I am using the newest 1.10 blink planner.
Perhaps it is because of the method i used to write the parquet file.
Receive kafka message, transform each message to a Java class Object, write the
Object to HDFS using StreamingFileSink, add the HDFS path as a partition of
the hive table
No matter what the order of the field description in hive ddl statement, the
hive client will work, as long as the field name is the same with Java Object
field name.
But flink sql client will not work.
DataStream<RobotUploadData0101> sourceRobot = source.map( x->transform(x));
final StreamingFileSink<RobotUploadData0101> sink;
sink = StreamingFileSink
.forBulkFormat(new
Path("hdfs://172.19.78.38:8020/user/root/wanglei/robotdata/parquet"),
ParquetAvroWriters.forReflectRecord(RobotUploadData0101.class))
For example
RobotUploadData0101 has two fields: robotId int, robotTime long
CREATE TABLE `robotparquet`( `robotid` int, `robottime` bigint ) and
CREATE TABLE `robotparquet`( `robottime` bigint, `robotid` int)
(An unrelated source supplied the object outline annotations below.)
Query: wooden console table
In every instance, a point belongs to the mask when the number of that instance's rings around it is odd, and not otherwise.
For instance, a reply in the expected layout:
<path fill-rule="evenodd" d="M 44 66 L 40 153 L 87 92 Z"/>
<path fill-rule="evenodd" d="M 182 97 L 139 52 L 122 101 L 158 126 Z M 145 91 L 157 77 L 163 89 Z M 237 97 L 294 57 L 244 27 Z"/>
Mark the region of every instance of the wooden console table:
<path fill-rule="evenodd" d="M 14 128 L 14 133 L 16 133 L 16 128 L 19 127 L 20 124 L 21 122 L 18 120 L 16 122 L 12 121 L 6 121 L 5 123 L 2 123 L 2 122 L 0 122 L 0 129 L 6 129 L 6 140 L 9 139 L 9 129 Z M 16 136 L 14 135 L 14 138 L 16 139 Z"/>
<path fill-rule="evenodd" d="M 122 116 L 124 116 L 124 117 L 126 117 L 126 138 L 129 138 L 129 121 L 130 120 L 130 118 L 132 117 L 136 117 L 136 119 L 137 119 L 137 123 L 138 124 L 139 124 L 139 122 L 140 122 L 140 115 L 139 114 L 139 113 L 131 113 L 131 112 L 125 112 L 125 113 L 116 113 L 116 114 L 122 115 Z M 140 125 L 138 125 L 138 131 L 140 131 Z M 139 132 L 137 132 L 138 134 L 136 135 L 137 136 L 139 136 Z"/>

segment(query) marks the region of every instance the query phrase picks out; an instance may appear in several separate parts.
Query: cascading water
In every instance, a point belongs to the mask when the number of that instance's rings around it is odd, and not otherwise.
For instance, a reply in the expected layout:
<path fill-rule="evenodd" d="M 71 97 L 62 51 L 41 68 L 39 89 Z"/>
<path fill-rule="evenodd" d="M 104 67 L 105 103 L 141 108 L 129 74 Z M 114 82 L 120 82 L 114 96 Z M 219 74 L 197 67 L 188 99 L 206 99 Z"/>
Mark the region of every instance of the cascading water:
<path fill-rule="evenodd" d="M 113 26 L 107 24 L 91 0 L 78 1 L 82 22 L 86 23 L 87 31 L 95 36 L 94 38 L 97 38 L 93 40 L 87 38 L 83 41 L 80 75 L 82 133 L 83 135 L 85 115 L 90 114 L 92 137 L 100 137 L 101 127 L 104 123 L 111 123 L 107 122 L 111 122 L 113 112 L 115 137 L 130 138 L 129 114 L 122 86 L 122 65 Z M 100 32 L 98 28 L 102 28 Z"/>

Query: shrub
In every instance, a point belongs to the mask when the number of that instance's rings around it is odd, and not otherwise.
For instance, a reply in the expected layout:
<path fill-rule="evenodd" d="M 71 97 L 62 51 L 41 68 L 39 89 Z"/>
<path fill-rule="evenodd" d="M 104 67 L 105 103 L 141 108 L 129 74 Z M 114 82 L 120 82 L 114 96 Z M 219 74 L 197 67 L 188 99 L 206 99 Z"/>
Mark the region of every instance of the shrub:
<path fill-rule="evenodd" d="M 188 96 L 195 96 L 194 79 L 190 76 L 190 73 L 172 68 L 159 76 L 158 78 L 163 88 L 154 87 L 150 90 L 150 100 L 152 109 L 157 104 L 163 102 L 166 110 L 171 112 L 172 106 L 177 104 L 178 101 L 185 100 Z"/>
is the same for hive client, but is different for flink-sql client
It is an expected behavior?
Thanks,
Lei
[email protected]
From: Jark Wu
Date: 2020-04-09 14:48
To: [email protected]; Jingsong Li; lirui
CC: user
Subject: Re: fink sql client not able to read parquet format table
Hi Lei,
Are you using the newest 1.10 blink planner?
I'm not familiar with Hive and parquet, but I know @Jingsong Li and
@[email protected] are experts on this. Maybe they can help on this question.
Best,
Jark
On Tue, 7 Apr 2020 at 16:17, [email protected]
<[email protected]> wrote:
Hive table stored as parquet.
Under hive client:
hive> select robotid from robotparquet limit 2;
OK
1291097
1291044
But under flink sql-client the result is 0
Flink SQL> select robotid from robotparquet limit 2;
robotid
0
0
Any insight on this?
Thanks,
Lei
[email protected]